# Gandia



## church (Jul 4, 2012)

Hello
Would like some information on gandia in Spain me and my husband are thinking of moving there 
Does any one live there and recommend it?


----------



## xabiaxica (Jun 23, 2009)

church said:


> Hello
> Would like some information on gandia in Spain me and my husband are thinking of moving there
> Does any one live there and recommend it?


our satellite TV expert, sat, does....

he pops in most days


----------



## sat (Jul 20, 2008)

I live in one of the many villages surrounding Gandia.
Nice area - not so "expatty" as Javea or Denia or other places further south.
Ideal for Valencia (60ish mins on the train), and between the two airports.

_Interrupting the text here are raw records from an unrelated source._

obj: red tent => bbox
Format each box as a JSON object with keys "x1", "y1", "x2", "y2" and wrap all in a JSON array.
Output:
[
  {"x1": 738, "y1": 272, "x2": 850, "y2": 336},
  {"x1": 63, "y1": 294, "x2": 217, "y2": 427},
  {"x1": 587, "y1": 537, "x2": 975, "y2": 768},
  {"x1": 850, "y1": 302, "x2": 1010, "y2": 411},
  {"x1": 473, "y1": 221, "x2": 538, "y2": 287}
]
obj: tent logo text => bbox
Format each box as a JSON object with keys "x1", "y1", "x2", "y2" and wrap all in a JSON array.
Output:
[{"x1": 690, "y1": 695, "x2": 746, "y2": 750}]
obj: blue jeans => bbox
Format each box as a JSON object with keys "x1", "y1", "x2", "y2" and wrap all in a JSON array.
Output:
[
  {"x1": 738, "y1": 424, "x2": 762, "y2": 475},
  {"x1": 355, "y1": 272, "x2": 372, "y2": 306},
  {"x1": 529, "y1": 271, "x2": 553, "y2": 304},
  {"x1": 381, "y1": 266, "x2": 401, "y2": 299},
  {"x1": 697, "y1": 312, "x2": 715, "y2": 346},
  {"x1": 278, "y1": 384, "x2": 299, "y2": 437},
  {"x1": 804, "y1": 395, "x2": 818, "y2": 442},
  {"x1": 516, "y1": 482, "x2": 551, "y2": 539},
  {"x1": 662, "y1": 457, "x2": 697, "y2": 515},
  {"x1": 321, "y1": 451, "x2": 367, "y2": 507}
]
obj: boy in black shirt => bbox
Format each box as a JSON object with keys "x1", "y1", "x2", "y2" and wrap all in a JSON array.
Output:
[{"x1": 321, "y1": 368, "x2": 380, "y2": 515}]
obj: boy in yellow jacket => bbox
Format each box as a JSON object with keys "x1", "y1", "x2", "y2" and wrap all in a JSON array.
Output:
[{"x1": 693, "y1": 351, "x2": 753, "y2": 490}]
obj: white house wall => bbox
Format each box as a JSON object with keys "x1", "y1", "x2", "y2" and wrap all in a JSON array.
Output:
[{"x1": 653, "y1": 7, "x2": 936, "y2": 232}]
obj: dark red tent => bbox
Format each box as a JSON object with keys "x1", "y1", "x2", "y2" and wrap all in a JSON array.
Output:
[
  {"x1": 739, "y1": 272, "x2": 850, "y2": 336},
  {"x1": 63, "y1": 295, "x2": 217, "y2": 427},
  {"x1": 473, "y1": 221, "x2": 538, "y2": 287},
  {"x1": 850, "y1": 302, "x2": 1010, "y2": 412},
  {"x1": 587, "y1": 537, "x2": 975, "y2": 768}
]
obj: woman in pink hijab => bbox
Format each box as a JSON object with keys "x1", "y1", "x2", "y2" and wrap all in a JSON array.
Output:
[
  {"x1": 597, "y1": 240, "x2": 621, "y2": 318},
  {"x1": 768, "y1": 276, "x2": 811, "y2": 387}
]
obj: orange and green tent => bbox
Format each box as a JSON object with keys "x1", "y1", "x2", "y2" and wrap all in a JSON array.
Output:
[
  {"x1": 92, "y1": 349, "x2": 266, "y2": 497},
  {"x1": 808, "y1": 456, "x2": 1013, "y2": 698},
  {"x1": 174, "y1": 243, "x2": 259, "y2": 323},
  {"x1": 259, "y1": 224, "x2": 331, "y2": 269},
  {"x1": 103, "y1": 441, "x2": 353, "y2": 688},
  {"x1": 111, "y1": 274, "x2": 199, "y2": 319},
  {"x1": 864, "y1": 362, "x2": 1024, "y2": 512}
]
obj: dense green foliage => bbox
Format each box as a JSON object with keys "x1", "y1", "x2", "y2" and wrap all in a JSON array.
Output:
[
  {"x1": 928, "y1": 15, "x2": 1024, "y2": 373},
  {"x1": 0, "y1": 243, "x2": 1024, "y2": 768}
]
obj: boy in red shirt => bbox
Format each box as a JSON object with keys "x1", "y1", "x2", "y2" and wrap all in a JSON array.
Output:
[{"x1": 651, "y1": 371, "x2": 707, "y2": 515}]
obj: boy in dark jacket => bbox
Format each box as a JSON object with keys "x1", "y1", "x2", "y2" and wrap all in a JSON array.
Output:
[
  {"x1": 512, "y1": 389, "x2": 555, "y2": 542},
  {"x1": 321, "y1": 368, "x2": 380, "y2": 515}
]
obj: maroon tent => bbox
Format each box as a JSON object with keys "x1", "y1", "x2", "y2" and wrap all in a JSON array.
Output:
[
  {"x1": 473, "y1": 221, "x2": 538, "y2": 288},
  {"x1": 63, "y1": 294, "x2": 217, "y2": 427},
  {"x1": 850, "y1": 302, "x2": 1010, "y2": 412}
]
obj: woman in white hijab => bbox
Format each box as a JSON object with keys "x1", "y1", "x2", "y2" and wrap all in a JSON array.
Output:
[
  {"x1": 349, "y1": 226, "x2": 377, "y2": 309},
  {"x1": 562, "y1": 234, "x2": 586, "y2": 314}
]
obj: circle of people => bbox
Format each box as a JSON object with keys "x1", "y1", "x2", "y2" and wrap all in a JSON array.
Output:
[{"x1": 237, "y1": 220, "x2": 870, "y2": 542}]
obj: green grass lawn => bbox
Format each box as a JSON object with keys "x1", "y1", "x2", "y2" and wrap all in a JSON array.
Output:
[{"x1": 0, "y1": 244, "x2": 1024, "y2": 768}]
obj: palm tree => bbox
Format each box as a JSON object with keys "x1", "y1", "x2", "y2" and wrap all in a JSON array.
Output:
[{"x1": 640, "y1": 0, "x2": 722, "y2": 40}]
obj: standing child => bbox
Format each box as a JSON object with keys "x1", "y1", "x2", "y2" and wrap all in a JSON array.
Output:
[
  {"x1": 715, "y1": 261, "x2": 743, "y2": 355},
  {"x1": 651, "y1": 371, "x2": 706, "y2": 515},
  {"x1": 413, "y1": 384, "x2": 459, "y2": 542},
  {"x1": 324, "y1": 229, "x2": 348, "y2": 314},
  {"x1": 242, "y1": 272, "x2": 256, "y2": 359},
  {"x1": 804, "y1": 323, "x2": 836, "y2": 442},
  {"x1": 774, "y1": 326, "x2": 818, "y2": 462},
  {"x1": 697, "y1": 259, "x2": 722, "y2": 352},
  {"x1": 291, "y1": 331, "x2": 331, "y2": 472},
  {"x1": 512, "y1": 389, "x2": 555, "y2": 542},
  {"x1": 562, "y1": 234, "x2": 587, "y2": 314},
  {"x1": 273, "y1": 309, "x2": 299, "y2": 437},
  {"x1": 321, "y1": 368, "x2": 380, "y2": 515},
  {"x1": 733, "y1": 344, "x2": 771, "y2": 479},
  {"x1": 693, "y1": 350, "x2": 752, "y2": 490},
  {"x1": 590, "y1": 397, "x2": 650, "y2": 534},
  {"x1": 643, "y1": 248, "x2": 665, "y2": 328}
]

As for recommending it - it all depends on what your requirements are...


----------



## Stravinsky (Aug 12, 2007)

We overlook Gandia from our Castle on the hill 
Its a busy place for sure, a main town in the area. Lots of paseos and pedestrian areas. If you like a busy noisy life then its got a lot going for it. Theres also Gandia playa area which is a lot more holiday like. Lot of Spaniards holiday there, loads of restaurants and bars

As Sat says, depends what you want ...... you can get the best of both worlds of course by settling in one of the nearby villages


----------